Images of 'Family' Holidays Contrast with Loneliness for Many Seniors

by Morgan Montalvo


As  America’s population skews older, poverty and social isolation among  the nation’s elderly are generating increasing dialogue among families  and experts on aging, News Radio 1200  WOAI reports.


Government  data as analyzed by the American Association of Retired Persons places  the number of people over the age of 65 living near or below the poverty  level at one in seven, or  about 37 million senior households, and the number of elders with  little to no social or family contact at one in five.


Financial  insecurity and loneliness during holidays can magnify feelings of  desperation and hopelessness, says Emily Allen, AARP Foundation’s Senior  Vice President for Programs.


“Perhaps  a life transition has occurred,” Allen says. “They have lost a spouse  or a partner, or have experienced hearing loss or the inability to  continue to drive.”
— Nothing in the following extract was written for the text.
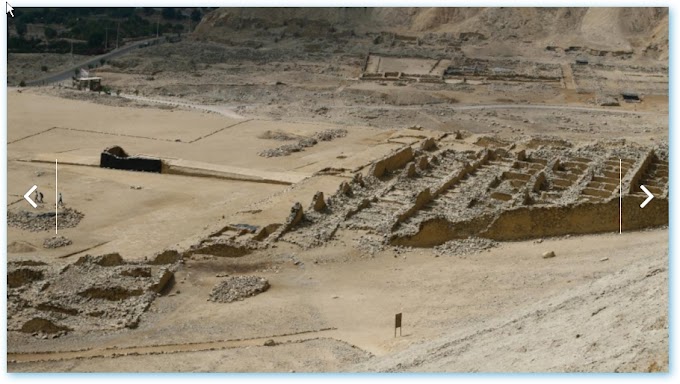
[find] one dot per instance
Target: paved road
(68, 73)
She  says with families together for the holidays, adult children of seniors  and grandchildren can help by developing personal inventories that  assess a senior relative's physical, mental  and social health.
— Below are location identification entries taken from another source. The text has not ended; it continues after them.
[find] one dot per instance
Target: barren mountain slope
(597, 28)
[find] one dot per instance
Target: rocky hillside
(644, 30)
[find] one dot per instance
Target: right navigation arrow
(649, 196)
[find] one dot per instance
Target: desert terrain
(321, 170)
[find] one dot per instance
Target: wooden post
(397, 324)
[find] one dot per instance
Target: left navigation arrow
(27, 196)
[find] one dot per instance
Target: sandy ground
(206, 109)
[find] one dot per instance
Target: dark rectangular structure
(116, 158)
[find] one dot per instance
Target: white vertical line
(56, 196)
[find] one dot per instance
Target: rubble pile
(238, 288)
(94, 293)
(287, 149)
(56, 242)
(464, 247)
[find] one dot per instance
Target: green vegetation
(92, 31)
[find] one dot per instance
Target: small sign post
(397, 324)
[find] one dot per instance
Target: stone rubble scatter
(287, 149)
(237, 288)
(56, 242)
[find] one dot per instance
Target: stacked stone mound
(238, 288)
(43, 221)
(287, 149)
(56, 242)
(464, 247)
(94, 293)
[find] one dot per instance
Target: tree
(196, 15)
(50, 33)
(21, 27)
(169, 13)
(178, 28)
“It  can be the start of a conversation just to say, ‘How do we ensure that  this older family member remains engaged?’” Allen says. “Not only with  the family, but remember it’s also  about sustained and meaningful relationships in their communities.” 


Allen says elder health inventories should also include an emergency plan in case of illness or a man-made or natural disaster.
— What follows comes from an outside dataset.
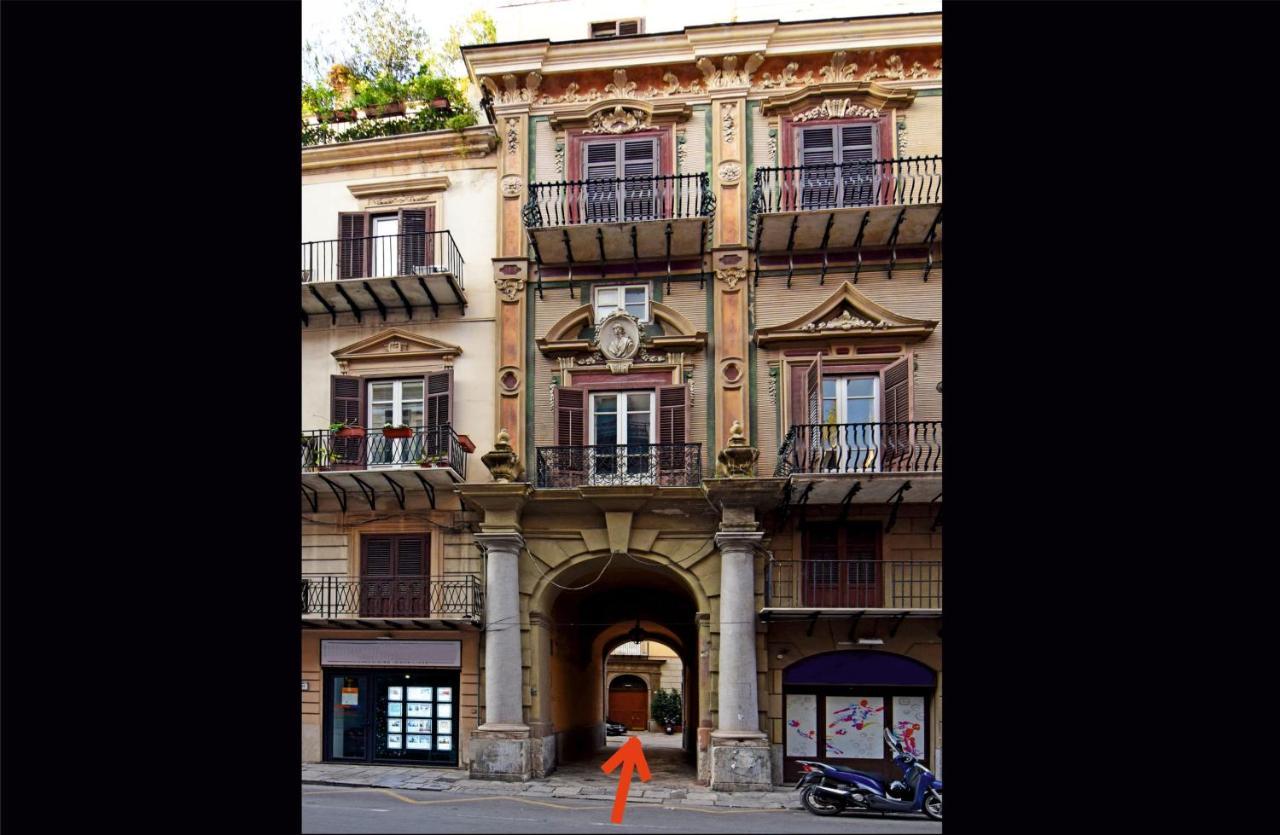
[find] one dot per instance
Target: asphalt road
(341, 810)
Questions for an older family member’s personal inventory, Allen says, can include: “How often does Mom or Dad get out of the house?”  “What’s the size of their social network?” 


“Who might they have that they can call in the event of an emergency?” “It’s questions like that that you can use as the basis for having that  dialogue with an older adult that you love in your life,” Allen says.  


She  also emphasizes the importance of in-person visits as often as possible  over phone or video calling, especially for children and young adults  used to “communicating” via texts and  social media.


“Technology  can be there,” Allen says, “but sometimes even the younger generation  needs to be prompted to think about ‘How might I talk to my grandparent,  my parent, a close loved one  who is older?’ 


As  stereotypes about aging shift from images of sedentary, gray-haired  elders playing board games in drab retirement centers to those of  affluent, active seniors scaling peaks or white-water  kayaking, Allen says it's time for a reality-based national debate  about aging, deciding in advance how best to care for a future majority  senior population, reducing current poverty and isolation rates among  the aged, and rediscovering the collective wisdom  of over-65 Americans.

 “This  is a population that is rich with experience and stories and just a  lifetime of thoughts and advice.  If we leave that segment of the  population out, we’re really missing out  as a country and as a community.


“We can’t leave their voices out,” Allen says.